Page 11 of Not Everything Dies


  Ruxandra’s insides twisted as she looked at the little bottle. “We have no money.”

  Jana shook her head. “No, my lady, we don’t.”

  The woman frowned again. “I cannot give it away for free.”

  “Can we pay for it tomorrow?” Ruxandra tried to keep the desperation from her voice. “And take it now?”

  For the second time, Ruxandra’s words filled with power—with conviction and certainty and a strength that said obey me. The woman’s face went slack again. She nodded.
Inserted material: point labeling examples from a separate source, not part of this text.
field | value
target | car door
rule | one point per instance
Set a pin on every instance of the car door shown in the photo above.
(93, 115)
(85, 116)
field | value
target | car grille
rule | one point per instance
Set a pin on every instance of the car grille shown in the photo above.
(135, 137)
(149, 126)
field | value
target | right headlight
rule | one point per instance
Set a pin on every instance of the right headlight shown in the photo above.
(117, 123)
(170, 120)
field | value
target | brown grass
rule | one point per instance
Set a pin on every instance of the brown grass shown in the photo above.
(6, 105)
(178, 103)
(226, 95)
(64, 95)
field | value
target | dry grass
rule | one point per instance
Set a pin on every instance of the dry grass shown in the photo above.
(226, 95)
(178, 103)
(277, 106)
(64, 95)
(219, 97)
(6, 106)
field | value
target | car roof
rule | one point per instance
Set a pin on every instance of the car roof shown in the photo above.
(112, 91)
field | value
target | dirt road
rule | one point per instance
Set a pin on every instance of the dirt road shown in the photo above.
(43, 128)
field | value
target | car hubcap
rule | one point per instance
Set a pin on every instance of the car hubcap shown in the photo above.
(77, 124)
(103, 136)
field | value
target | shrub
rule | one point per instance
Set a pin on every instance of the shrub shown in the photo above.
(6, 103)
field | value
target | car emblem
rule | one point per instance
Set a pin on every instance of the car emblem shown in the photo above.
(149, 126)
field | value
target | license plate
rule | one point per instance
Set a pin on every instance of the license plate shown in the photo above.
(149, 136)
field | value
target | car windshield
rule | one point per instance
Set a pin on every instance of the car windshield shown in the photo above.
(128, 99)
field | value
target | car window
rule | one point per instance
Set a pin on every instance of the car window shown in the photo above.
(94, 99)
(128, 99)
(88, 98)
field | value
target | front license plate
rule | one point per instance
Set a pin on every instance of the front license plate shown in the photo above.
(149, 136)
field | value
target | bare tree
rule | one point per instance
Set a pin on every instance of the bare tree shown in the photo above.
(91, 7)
  “Very well, my lady,” she said. “I will look for your servant tomorrow.”

  Ruxandra cradled the perfume in her hands like it was a baby bird as they left the little shop. Her mind was spinning.

  I made her do something. I made her do it just by asking. Can I control people?

  She looked around the market square. A large man stood in front of baskets of wilted turnips and cabbages. He tipped his hat to everyone who went by and kept up a stream of patter. Ruxandra walked to him, listening as he extolled the virtues of his turnips and cabbages—the last from the fall harvest, you know.

  “Good evening, my lady,” he said. “Turnips for the household?”

  “No thank you.”

  “Then some cabbages perhaps?”

  “No.” She didn’t want to humiliate the man, but she needed him to do something a man wouldn’t normally do. “Do you ever balance turnips on your head?”

  The big man laughed. “Now why would I do such a thing?”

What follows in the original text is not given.